In “The Production of Speech,” Gussenhoven details the various organs used in speech and the different ways they move to form a variety of noises we comprehend as words. As he broke down the complex way our tongue moves to form vowels, I was struck by the insane amount of physical co-ordination it takes to produce the noises of speech. Even more amazing was the fact that this process is for most of us, unconscious and instantaneous. Our body moves seamlessly with our intentions.
While Gussenhoven detailed the physical way speech is produced, Kenstowicz moved up a level of abstraction to discuss how the sounds of speech are related to our understanding of it. Given this vast multitude of different sounds Gussenhoven described, Kenstowicz showed how we sometimes perceive different sounds as being the same (ie, the phoneme ‘t’ and its many allophones) and the same sound as being different (as in ride and write). Rather than there being a physical schema behind why certain sounds were conceptually related, Kenstowicz cited the theories of Noam Chomsky and Morris Halle that posited a psychological organization superimposed on these sounds after they are learned.
A common sentiment I felt while reading these two selections was a sense of awe that the majority of us have successfully learned to speak. As I read through this, I wondered whether a phonetic system that addressed the physical and psychological structure behind a language could help with this learning process. I thought about what I had learned of the Korean phonetic alphabet, Hangeul, during an immersive language program a couple summers ago.
When King Sejong invented Hangeul in 1446, he did so while studying the way the tongue moved in the mouth to pronounce words. As a result, the different symbols for consonants are shaped like how the tongue is shaped when pronouncing that same word. Hangeul also has an extremely simple way of fitting together vowels and consonants to form blocks of sound, so there are few of those complicated spelling exceptions you’d find in most organic alphabets and South Korea’s literacy rate is almost at 100%. I bring all this up because I feel like Hangeul is structured to simplify and clarify the physical/phonological structure behind spoken Korean. Would a truly phonetic alphabet system help speed up the learning process behind spoken languages, or would the pace of learning the physical/psychological systems remain the same?
Wow, that’s really interesting that Hangeul characters are based on how each sound is made! I wonder if there are still instances of multiple allophones mapping to a single character, or if the alphabet is like the IPA and has enough characters to cover all the different sounds in Korean.
ReplyDeleteDo you know if tying pronunciation to characters has helped the language’s sound stay consistent over time? I know English has experienced some major vowel changes over the past few hundred years, and in particular there was a major vowel shift between 1350 and 1600 that created a lot of spelling inconsistencies and makes it difficult for modern readers to understand middle English texts. It seems like a phonetic-based system like Hangeul might prevent the spoken and written versions of the language from evolving semi-independently, like what happened with English.

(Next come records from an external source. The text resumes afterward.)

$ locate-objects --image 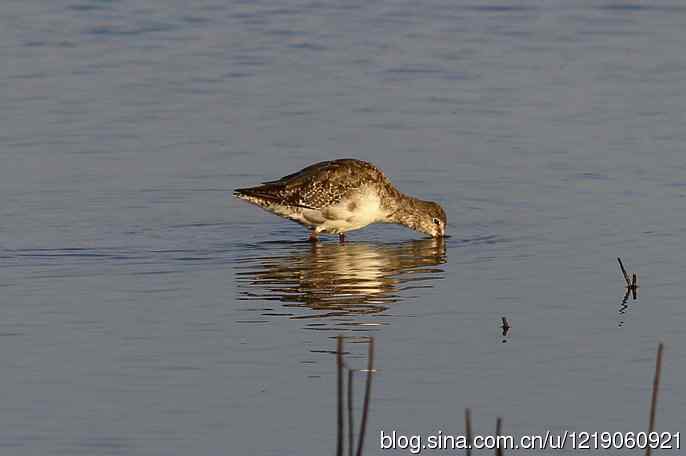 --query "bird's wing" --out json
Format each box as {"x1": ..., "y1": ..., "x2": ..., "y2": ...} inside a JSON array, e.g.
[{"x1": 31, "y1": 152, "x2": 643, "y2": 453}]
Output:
[{"x1": 236, "y1": 159, "x2": 386, "y2": 209}]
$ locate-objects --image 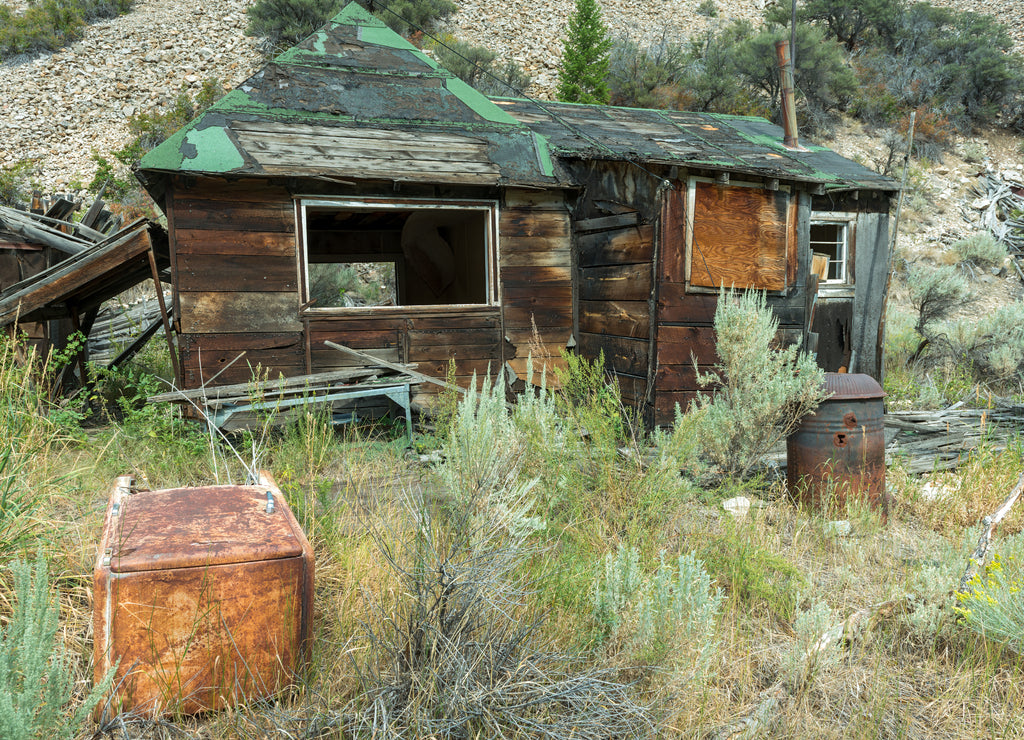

It definitely seems like a phonetic system like Hangeul could speed up the learning process – as long as people could easily distinguish the different sounds the characters corresponded to. For example, trying to write English phonetically would be difficult for most speakers because our perception of the phonemes is so different from the actual sounds, but this mismatch may itself be a result of English spelling. Maybe learning a phonetic alphabet system early on would make people more aware of the languages’ phonetics and reduce the need for the complicated phonological rules that Kenstowicz describes?